Dois cidadãos cuja continuada intervenção mediática decorre de convicções fundas sustentadas numa exemplar dedicação ao serviço público alertam-nos esta manhã para promessas que ficam pelo caminho ou para um tema que não ganha os favores do foguetório de campanha nem espreme meninges nos debates.
A professora catedrática, antiga eurodeputada e antiga ministra Maria Manuel Leitão Marques sugere, no DN de hoje, a realização de um concurso de perguntas entre os espectadores de fora de Lisboa, tendo em vista os debates eleitorais na televisão. “A pergunta mais pedida”, sugere Maria Manuel Leitão Marques, “seria respondida por todos os candidatos”.
A professora imagina-se respondendo a tal inquérito. Ela perguntaria: “Que medidas concretas vão tomar para que Portugal seja um país menos centralizado do que é? Para que o emprego qualificado se distribua melhor pelo território?” Maria Manuel Leitão Marques remete o leitor e os candidatos que talvez escapem a estas perguntas durante os debates que se avizinham para um estudo da Fundação Francisco Manuel dos Santos sobre o impacto da IA e da automação no emprego e “sobre quem beneficia e quem perde com essa mudança”. O estudo concluiu que Lisboa é a grande beneficiária.
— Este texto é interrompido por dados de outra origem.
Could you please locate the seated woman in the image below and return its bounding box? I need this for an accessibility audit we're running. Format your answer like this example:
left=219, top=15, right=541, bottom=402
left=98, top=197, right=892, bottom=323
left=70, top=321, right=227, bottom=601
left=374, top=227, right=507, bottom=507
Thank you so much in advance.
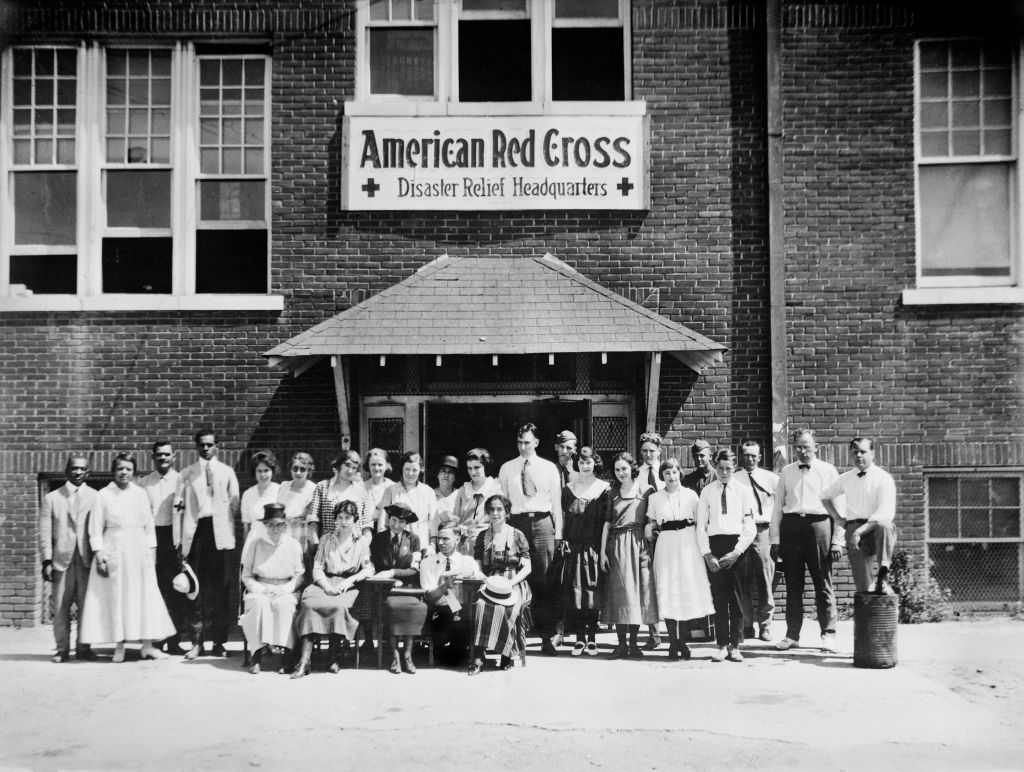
left=469, top=494, right=532, bottom=676
left=79, top=453, right=175, bottom=662
left=292, top=500, right=374, bottom=678
left=370, top=501, right=425, bottom=675
left=239, top=504, right=304, bottom=675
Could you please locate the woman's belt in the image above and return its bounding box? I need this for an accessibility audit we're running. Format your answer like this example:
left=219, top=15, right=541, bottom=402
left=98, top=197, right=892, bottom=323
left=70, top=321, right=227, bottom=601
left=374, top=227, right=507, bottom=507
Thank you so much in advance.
left=662, top=520, right=696, bottom=530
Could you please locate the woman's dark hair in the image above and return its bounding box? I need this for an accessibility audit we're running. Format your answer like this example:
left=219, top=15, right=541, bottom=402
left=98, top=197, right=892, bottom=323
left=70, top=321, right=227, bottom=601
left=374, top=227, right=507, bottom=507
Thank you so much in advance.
left=611, top=451, right=640, bottom=480
left=249, top=451, right=278, bottom=476
left=483, top=494, right=512, bottom=517
left=111, top=453, right=138, bottom=474
left=463, top=447, right=495, bottom=474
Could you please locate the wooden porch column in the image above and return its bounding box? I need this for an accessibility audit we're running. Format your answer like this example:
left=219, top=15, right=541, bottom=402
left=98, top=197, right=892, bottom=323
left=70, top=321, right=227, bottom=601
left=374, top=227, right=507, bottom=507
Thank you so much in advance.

O outro cidadão que hoje coloca perguntas só aparentemente periféricas em página de jornal é António Fontainhas Fernandes. O professor catedrático e antigo reitor da UTAD sustenta, no JN de hoje, que as questões de coesão territorial não são preocupação prioritária do poder central. Fontainhas Fernandes chama a nossa atenção para a importância da Linha do Douro na conexão entre quatro patrimónios da humanidade: a cidade do Porto, o Alto Douro Vinhateiro, Côa e Salamanca. Lembra que os municípios da região criaram em 2007 uma comissão para a revitalização da Linha do Douro, que muitas
boas intenções e veementes promessas foram perdendo gás, até que, recentemente, foi dito pelo poder central que a revitalização da linha “não é uma prioridade”. Isto leva o antigo reitor da UTAD a concluir: “Não parece que as questões de coesão territorial sejam preocupação do poder central”. Fontainhas Fernandes estabelece uma relação estreita entre a falta de investimento na ferrovia no interior e o agravamento do esvaziamento do território. Isso leva-o a considerar que o tema deveria merecer discussão pelos partidos políticos e pelos candidatos a novos representantes da região.
Há no texto de Fontainhas Fernandes uma pergunta que poderíamos juntar ao naipe de interrogações de Maria Manuel Leitão Marques: “Será este o país que colectivamente pretendemos?”
Quem ousa responder, mesmo num debate em que estas perguntas não sejam feitas?